Advantaged Thinking is about using the advantages we possess as humans – our assets, talents, resources and abilities – to create the conditions for a society in which everyone can thrive.
It starts from the premise that everyone has the talent and ability to create their own future and be someone in life. With the right set of opportunities and support, their talents can be harnessed for personal and social good.
By contrast, ‘DisAdvantaged Thinking’ looks at young people through the lens of their disadvantage. It labels young people - as ‘vulnerable’, ‘disadvantaged’, care leavers, young offenders. When we describe someone as a “homeless young person”, rather than a young person who has ‘experienced’ homelessness, we are more likely to see and respond to their housing need rather than the other things that may be the key to them realising their potential.
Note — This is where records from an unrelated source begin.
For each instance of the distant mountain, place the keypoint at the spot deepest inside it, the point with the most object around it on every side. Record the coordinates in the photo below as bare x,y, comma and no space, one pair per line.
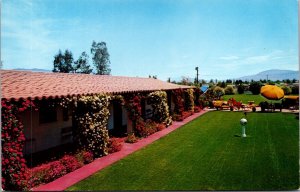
33,69
273,75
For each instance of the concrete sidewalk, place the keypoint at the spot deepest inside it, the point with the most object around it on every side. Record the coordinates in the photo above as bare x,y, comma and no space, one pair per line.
70,179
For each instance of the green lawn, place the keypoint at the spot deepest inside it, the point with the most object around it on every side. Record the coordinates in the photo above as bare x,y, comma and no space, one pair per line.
245,98
208,154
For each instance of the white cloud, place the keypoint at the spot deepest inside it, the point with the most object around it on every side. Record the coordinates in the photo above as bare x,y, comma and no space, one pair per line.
229,57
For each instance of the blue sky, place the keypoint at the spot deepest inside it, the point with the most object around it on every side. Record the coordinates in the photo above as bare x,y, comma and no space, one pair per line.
168,38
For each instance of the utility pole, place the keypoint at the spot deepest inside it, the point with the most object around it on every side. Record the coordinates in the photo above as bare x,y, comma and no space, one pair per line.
197,81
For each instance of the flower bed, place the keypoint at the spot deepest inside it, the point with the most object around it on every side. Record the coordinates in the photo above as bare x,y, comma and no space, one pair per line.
48,172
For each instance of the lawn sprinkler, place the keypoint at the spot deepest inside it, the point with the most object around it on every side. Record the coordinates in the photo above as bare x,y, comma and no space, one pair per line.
243,122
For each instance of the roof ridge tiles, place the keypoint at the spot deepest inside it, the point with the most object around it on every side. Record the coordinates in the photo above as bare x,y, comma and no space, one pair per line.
27,84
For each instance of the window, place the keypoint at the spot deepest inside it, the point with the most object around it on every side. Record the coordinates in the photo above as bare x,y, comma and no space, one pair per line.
65,113
47,112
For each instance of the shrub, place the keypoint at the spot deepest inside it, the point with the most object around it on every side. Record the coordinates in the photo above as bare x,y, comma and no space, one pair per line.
218,91
160,127
295,90
115,145
84,157
131,138
197,109
255,87
189,100
159,103
287,90
229,90
70,163
241,89
91,117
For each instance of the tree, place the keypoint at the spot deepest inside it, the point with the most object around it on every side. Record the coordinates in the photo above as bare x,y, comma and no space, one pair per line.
255,87
241,89
287,90
100,58
218,91
229,90
63,62
82,64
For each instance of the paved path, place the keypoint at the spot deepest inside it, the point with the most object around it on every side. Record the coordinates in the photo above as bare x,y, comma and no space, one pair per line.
70,179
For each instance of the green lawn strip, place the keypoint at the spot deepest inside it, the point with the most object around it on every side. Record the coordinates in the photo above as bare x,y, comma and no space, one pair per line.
208,154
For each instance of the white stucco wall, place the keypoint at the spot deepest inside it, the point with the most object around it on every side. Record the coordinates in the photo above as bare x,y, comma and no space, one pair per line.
110,123
46,135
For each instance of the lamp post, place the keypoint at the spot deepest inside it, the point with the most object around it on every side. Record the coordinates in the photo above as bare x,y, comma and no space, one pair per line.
197,75
243,122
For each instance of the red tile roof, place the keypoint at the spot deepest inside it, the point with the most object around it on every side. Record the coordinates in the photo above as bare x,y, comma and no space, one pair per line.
25,84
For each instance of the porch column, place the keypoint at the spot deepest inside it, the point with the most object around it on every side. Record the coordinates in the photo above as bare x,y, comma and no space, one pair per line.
129,125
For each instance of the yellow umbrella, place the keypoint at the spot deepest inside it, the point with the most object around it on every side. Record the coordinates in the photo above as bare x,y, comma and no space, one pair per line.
272,92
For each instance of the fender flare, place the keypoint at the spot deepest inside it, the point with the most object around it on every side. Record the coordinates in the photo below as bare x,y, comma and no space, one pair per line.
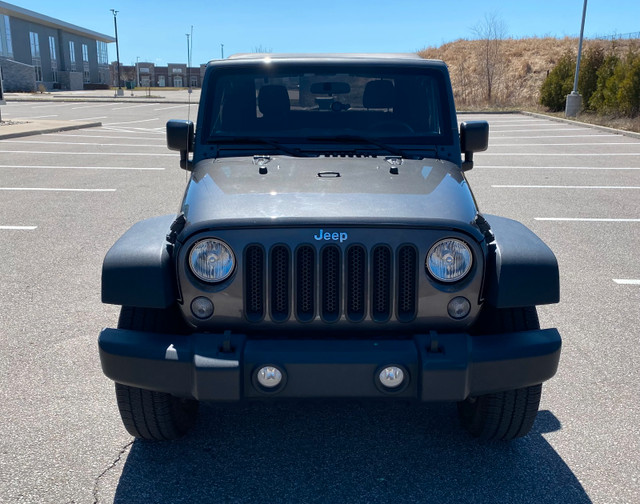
521,269
138,269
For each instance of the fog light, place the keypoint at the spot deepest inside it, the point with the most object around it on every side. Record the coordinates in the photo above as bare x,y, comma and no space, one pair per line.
201,308
391,377
269,376
459,307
Seeing young people as problems to be solved or victims in need of charity, leads services to frame their offers in terms of ‘needs’ or ‘deficits’. When young people access services, their first interaction with staff is often through a risk assessment, which goes over again those things in their past that have led them to be considered ‘vulnerable’. This can make it difficult for them to create a positive narrative about who they are, what they are good at and what or who they want to be. ‘DisAdvantaged Thinking’ teaches people that it is enough for them to survive or to cope with their disadvantage rather than enabling them to build a thriving, sustainable life for themselves.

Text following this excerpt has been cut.